After 17 months, Taiwan is still able to amaze me.
This morning I went for a bike ride. I rode through Taichung county from Cin Shuei to Shengang, taking the small country roads and narrow lanes. Those of you who have travelled those roads know that often you will suddenly come across a group of buildings among the rice fields and farms, like a small village.
It was on my return journey that I passed through such a village. A group of people was gathered at the side of the lane, in front of one of the houses. I was soon greeted with the all too familiar “Hello” with which the Taiwanese bombard foreigners. A woman motioned for me to stop. Oh great, I thought, you want to amaze your friends with your vast knowledge of the English language. As it turned out, my knowledge of the Chinese language is far greater than their knowledge of English. Unfortunately, my Chinese is limited to numbers and ordering milk tea, not at all helpful in this situation.

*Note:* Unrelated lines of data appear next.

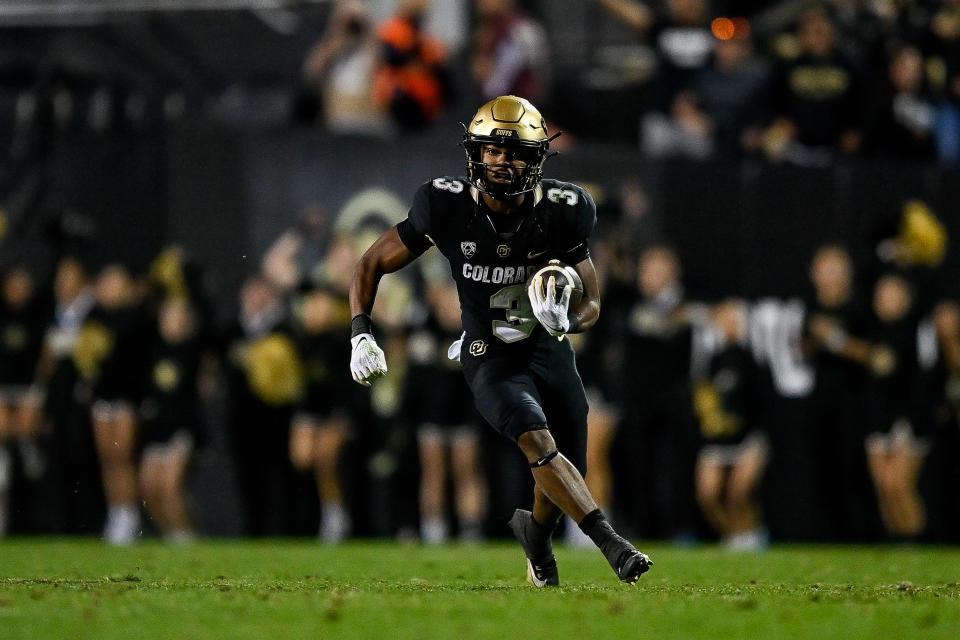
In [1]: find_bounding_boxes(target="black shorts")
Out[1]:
[460,332,589,473]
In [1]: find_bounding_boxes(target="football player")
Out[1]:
[349,95,652,585]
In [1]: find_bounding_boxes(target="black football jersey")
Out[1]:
[397,176,596,345]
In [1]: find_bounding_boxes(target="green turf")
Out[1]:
[0,539,958,639]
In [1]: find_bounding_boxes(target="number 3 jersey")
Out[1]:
[396,176,596,347]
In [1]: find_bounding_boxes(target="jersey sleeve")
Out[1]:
[559,185,596,265]
[396,182,435,257]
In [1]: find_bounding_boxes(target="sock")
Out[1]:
[420,516,448,545]
[320,501,350,543]
[105,503,140,545]
[578,509,608,541]
[458,518,483,543]
[578,509,631,569]
[527,513,557,563]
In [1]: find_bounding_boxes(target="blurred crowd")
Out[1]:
[5,0,960,162]
[2,180,960,548]
[294,0,960,166]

The woman who motioned for me to stop pointed to the house, pointed up, and said, “Bai bai. Bai bai.” I knew bai bai means prayer. Looking at all their smiling, hopeful, faces I hadn’t it in me to say no; although in truth I was hesitant as three hours on a bicycle tends to make me rather sweaty.
Having ascended the tall narrow stairway, I found myself on the on the top floor, where the bai bai was to take place. Upon the altar were offerings, inscence, candles, and statues of Buddha. Several stools for kneeling were set out before the altar.
The man officiating the service (whom I shall refer to hereafter as the priest) was dressed in a white robe. They asked me to write my name, which was then dutifully copied onto a sheet of rice paper with Chinese writing on it. This paper was then folded accordion-like and given to the priest.
It was time to begin. We all gathered around the altar. The priest knelt before the altar, on the front centre stool. The other men knelt upon the other stools. I stood at the back. The priest began praying. Hands were clasped, there was much kowtowing, standing and bowing, followed by more kowtowing; during which I was prompted several times to say my name. Then the rice paper bearing my name was burnt.
All the men stood up and bowed. The priest removed himself to the side of the altar, facing Buddha. Another man positioned himself in before the altar, and I was motioned to take the position he had vacated. The priest began praying again. Prayer, response, prayer, response. The man before the altar burnt inscence. More bowing, followed by kowtowing, followed by bowing, followed by kowtowing. Again, several times I was prompted to say my name. Finally everyone stood and bowed. Was the service over? Not quite.
Now it was my turn to kneel before the altar. I was given three sticks of inscense. A man invoked something, I burnt one stick. Same for the second stick, and the third. More kowtowing. The same man got my attention and pointed at his mouth. Ah, I thought, he wants me to repeat what he says. I did the best I could, considering the difficulty I have with tones, and a cold that makes p, b, n, and m all sound alike when I speak. More kowtowing.
The priest motioned for me to repeat what he was about to say. This dialogue was much longer and, it seemed, more difficult to pronounce. Then the priest stood on my right. He invoked something, and pressed his thumb to the top of my nose, between the eyes. He stood behind me, invoked something and made hand gestures around my head. Then he returned to his place at the side of the altar. Prayer, response, and more kowtowing. We all stood and bowed.
The men retired to a discreet distance, and the women held their service, sans priest. One of the women officiated, although she didn’t wear vestments. With the women’s service over, the stools were put away, candles extinguished, email addresses exchanged, and everyone adjourned to the main floor for lunch.
We had a very nice lunch of noodles, fish, tofu, vegetables, and soup. As others started to leave, I took my cue and finished my lunch, thanked my host (it was the priest’s house), and said good-bye. He got up to see me to the door; and smiling, took my hand and shook it vigorously. I hopped back on my bike and resumed my journey.
Back among the farms and rice fields I contemplated this chance meeting, and wondered if I had inadvertantly converted to Buddhism. Kending couldn’t possibly have been as interesting. Just when I begin to think I’ve gotten all I’m going to get out of Taiwan, it surprises me with something completely off the wall.